The crews at the San Marcos Water Treatment Plant have stopped adding fluoride to the city’s water supply, following the will of city voters who approved a referendum Nov. 3 to halt the practice.

The Guadalupe-Blanco River Authority, which runs the water plant, stopped adding the fluoride on Thursday. It will take a few days for the additive to be completely gone from the city supply, officials said.

“To be clear, the water supply has some naturally occurring fluoride. However, we will not put additional fluoride into the supply,” Jerry Sharp, manager of the San Marcos water treatment plant, said in a statement.

“Residents should not experience any change to the water’s taste or odor,” added Tom Taggart, head of the city’s Water-Wastewater Utility Department.

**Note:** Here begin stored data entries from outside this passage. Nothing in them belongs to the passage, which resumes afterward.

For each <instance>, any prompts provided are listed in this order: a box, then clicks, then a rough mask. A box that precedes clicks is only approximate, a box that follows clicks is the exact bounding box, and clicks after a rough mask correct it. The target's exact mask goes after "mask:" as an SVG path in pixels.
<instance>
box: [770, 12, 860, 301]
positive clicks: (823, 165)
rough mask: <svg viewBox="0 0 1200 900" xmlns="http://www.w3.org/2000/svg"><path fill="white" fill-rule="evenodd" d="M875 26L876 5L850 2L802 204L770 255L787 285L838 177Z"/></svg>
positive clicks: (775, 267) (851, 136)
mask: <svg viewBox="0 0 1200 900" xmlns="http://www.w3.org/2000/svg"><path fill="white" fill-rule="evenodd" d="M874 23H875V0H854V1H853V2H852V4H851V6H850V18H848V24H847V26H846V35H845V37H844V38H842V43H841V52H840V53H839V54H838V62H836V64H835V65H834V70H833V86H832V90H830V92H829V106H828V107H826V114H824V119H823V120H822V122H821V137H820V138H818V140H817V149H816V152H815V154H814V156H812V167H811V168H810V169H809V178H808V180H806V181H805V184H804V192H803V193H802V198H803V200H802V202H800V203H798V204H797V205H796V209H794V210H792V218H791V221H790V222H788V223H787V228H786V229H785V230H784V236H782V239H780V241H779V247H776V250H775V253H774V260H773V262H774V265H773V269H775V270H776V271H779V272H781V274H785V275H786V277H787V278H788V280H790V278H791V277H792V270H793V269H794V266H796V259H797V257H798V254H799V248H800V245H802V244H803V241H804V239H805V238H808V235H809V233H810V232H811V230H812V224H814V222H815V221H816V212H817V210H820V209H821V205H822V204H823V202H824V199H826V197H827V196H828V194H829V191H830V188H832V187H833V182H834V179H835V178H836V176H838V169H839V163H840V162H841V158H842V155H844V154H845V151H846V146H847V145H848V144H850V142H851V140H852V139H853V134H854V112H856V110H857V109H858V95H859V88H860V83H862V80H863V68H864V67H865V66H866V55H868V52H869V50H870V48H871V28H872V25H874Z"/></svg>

Taggart said San Marcos has been “working expeditiously” on the transition since last week’s election, in which nearly 61 percent of San Marcos voters approved a referendum to halt fluoridation.

Sam Brannon, organizer of the Fluoride-Free San Marcos Coalition that pushed for Proposition 1, said he is ecstatic about how quickly the measure is taking effect.

“From the minute they stop putting (fluoride in the water), it’s a positive effect on people because we’re no longer being poisoned by hazardous waste,” he told the University Star, the student newspaper at Texas State University.

Fluoride critics claim the additive causes an array of health defects when consumed in drinking water. Most health officials, however, have said that the widespread adoption of fluoridation following World War II is a success story that has greatly improved dental health and that fears of health defects are based on shaky science.

Putting an end to fluoridation in San Marcos may affect other water customers as well. The San Marcos water plant sends water into a pipeline along Interstate 35 that serves several other cities and utilities, including the cities of Kyle and Buda, the Sunfield development, the Goforth Special Utility District and Monarch Water.

San Marcos officials have notified the Texas Commission on Environmental Quality (TCEQ) and plan to work with any of the municipalities that want to maintain the addition of fluoride in their respective water supplies by retrofitting their points of service with equipment acquired and installed through a state grant program.